Beyond that rather glaring omission, the article states that 3D printed organs are “years from becoming a reality.” 2015 U. Ill. J.L. Tech. & Pol’y at 188. We agree. As we’ve discussed in more detail here, the failure-to-report decisions that the article does discuss aren’t likely to be of any use by then, since the FDA is currently transitioning from affirmative reporting systems (voluntary or otherwise) to “big data” crunching of information derived from millions of electronic medical records (its “Sentinel” system). By the time that 3D printed organs have shed their investigational status, the kind of post-marketing claims addressed by the article in all likelihood won’t even be relevant. Once again, we find ourselves wishing that this article had displayed a little more of what a former president once called “the vision thing.”
Finally, the article discusses “good old negligence” – that is to say, malpractice – claims against physicians who will be implanting 3D printed organs. 2015 U. Ill. J.L. Tech. & Pol’y at 206-08, 210. Yes, those claims will exist, as they do with respect to every other aspect of medical practice. But what will they look like? The article calls that “speculative,” id. at 206, but isn’t that exactly what readers are interested in? 3D printing involves software. How much back-end testing of 3D printing software is properly held within the medical standard of care? To what extent must implanting physicians become engineers? We don’t know. The article hardly discusses the standard of care; focusing instead on state-by-state regulation of organ donation.
Nor does the article address the other relevant aspect of medical practice – informed consent. Instead it discusses the “learned intermediary doctrine.” Id. at 207-08. These aren’t the same thing, and only informed consent is a cause of action against physicians. 3D printed organs will “go through clinical trials and a review process that could take from three to ten years.” Id. at 208. During that time, these products will be considered “investigational” and subject to detailed FDA informed consent regulations pertaining to clinical trials. See 21 C.F.R. Part 50. None of this is discussed in the article.

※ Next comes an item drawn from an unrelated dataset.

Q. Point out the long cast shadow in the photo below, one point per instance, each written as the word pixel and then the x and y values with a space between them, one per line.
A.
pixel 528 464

We come away from this article badly disappointed. The product liability implications of 3D printing is a great topic for law review articles, and we had hoped when we saw the title that this article would be one of them. It wasn’t. The fundamental issue that 3D printing poses – what happens to product liability law when users become manufacturers? – wasn’t even faced here. Please try again. 3D printing is now where off-label use was in the late 1990s, waiting for somebody to pen (or type) the seminal article.